As people of faith, the author of James reminds us to choose our words carefully: “let everyone be quick to listen, slow to speak, slow to anger…” This is a prerequisite for James’s main exhortation for disciples: to not just HEAR the Word of God, but ACT upon what Jesus teaches us. And that starts with celebrating and honoring our common life together, honoring each other with our words and our actions to strengthen the bonds of community and communion. These are wise words indeed, especially in an election year.

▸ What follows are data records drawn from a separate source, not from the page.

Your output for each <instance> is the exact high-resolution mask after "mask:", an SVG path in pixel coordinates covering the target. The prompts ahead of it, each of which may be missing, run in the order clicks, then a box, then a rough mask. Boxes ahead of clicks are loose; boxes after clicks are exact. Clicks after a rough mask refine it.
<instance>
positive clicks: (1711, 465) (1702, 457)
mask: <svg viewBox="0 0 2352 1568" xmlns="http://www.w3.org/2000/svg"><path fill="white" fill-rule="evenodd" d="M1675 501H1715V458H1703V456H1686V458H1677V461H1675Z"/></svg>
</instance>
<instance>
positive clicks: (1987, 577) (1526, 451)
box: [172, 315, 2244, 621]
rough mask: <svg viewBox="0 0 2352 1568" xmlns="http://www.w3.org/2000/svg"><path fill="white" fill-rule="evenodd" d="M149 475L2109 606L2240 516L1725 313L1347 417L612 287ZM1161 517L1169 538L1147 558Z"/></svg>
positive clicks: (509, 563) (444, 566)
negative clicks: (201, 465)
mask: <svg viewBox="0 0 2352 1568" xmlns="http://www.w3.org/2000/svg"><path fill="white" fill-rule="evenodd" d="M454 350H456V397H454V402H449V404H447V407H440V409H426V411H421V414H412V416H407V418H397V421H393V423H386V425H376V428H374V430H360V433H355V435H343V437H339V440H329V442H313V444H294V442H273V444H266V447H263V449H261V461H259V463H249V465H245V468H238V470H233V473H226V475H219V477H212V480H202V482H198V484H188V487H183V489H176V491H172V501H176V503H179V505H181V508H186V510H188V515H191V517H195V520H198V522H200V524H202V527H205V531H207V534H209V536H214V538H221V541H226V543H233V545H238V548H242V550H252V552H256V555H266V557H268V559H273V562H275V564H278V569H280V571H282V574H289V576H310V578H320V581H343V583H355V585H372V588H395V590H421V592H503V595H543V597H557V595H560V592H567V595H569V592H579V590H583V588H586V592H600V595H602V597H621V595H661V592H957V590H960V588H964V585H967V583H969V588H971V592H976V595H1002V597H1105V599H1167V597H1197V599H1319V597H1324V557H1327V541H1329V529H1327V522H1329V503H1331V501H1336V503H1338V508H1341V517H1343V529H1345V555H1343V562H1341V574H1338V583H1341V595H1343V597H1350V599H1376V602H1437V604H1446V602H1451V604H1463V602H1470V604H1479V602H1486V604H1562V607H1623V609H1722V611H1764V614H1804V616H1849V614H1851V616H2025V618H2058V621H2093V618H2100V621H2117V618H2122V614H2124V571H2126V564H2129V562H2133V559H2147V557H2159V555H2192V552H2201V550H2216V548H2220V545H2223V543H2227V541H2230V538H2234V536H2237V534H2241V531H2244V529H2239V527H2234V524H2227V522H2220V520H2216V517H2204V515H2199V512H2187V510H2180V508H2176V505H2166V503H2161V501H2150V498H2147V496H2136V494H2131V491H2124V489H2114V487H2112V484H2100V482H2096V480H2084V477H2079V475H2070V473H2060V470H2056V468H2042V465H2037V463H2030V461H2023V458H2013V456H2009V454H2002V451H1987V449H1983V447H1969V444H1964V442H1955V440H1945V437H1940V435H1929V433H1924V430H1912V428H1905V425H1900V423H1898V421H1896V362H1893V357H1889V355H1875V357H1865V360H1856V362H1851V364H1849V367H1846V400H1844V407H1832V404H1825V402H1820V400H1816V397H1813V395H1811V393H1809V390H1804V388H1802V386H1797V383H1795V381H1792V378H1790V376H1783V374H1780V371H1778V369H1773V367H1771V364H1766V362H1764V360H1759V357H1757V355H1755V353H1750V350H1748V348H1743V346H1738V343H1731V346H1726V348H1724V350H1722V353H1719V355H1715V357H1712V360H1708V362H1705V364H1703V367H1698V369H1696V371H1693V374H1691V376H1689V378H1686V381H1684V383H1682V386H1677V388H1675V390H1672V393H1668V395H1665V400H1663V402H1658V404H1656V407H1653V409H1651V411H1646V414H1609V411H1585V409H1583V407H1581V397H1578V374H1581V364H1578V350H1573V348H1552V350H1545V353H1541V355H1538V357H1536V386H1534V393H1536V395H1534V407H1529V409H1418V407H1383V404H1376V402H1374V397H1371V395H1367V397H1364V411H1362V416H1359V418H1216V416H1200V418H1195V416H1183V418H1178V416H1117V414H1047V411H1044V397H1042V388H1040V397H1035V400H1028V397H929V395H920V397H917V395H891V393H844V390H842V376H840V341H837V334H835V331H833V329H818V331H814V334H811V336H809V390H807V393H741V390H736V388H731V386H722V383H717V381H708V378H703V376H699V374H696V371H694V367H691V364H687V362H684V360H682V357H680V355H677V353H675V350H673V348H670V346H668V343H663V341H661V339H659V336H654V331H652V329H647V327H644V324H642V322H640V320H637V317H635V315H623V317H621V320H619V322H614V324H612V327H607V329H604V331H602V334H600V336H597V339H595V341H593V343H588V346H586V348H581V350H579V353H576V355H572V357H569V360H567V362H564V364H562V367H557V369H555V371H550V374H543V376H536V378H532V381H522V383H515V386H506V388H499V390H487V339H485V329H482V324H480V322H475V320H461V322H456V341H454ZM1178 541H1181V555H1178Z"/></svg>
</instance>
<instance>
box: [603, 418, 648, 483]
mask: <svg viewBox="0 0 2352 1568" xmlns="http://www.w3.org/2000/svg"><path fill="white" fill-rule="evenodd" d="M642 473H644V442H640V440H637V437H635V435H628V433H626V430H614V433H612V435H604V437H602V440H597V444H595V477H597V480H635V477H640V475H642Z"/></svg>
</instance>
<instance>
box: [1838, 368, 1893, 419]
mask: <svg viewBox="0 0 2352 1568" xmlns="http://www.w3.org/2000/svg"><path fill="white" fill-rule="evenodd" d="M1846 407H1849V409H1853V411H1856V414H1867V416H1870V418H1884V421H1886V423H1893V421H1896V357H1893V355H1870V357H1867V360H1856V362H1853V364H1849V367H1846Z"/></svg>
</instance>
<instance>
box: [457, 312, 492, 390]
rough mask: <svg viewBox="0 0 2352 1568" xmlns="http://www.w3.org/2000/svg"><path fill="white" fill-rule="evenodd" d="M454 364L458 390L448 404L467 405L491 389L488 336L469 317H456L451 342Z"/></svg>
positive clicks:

On Monday, I invite all of us to spend some time with the readings (Ecclesiasticus 38:27-32a; 1 Corinthians 3:1-10; Matthew 6:19-24) the Episcopal Church suggests for Labor Day from Lesser Feasts and Fasts, which may be found by clicking HERE. And may we all especially pray and live into the Collect of the Day, not just today but every day:
Almighty God, you have so linked our lives one with another that all we do affects, for good or ill, all other lives: So guide us in the work we do, that we may do it not for self alone, but for the common good; and, as we seek a proper return for our own labor, make us mindful of the rightful aspirations of other workers, and arouse our concern for those who are out of work; through Jesus Christ our Lord, who lives and reigns with you and the Holy Spirit, one God, for ever and ever. Amen.